Last weekend saw another triumph of packaging, as the primary objective of unification was concealed in the wrapping of uncosted, seductive and confounding promises. This spoke to an electorate born after the horror of the Troubles and seemingly oblivious to their bloody hands in it. It worked.
Sinn Fein, for now, are the third party of government, already installed in power north of the frontier. A party that still lionizes those in its former military wing, who carried out acts of unspeakable cruelty and sectarian spite just up the road, is in the running for the government of an EU state it has rejected since its formation. The evasion on moral accountability for IRA atrocities, the economic illiteracy, the boorish triumphalism and the cult-like attributes simply didn’t land a glove on people who have rejected a sclerotic polity in favor of change, any change, even with a whiff of cordite. For this, Varadkar, who only scraped into his own seat on the fifth count and his opposite number in Fianna Fail, Micheal Martin, have much to answer for.
Martin, who had previously said he would not be in any government with Sinn Fein, is now busily reversing out of that rhetorical cul-de-sac. The people have spoken and inconveniently flattened this low-risk moral high ground. This side of Sinn Fein’s spectacular gains, there now remains merely some ‘incompatibilities’. This sounds suspiciously like the first overtures to a Faustian pact, where constitutional government admits semi-housetrained democrats because that’s how power happens.
It’s still an unlikely prospect. The hatred and suspicion of the established political class for Sinn Fein might still outweigh Fianna Fail and Fine Gael’s ancient enmities. Many electoral permutations are still possible that could freeze Sinn Fein out of power.
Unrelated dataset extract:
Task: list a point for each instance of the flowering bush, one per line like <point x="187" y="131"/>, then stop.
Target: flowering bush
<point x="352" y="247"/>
For now.
But we shouldn’t be too worried about Shinners with their boots underneath the Irish cabinet table. Unlike in the North, where rendering that part of the UK ungovernable, while, er, still being in government, had some twisted strategic logic to it, there’s nowhere to hide for a populist hard-left party charged with making difficult decisions as opposed to protesting them.
They are unlikely to make the transition well as in the case of so many recent populist movements across Europe, who seize power promising the earth but are ultimately vanquished by hubris and incompetence.
Sinn Fein’s obsessive demands for a unification poll have received a quantum boost in this election from people whose visual conception of Northern Ireland is largely a blank space with the legend ‘here be dragons.’ It’s an unwelcome paradox, as is the possibility of the very people who stand in the way of even a discussion with Unionists about a different Ireland being given such a huge mandate to agitate for one. For those of us who were just becoming reconciled to this vital part of our identity, this is a blow but not a mortal one. To paraphrase Heaney, be advised, neither of my passports are green.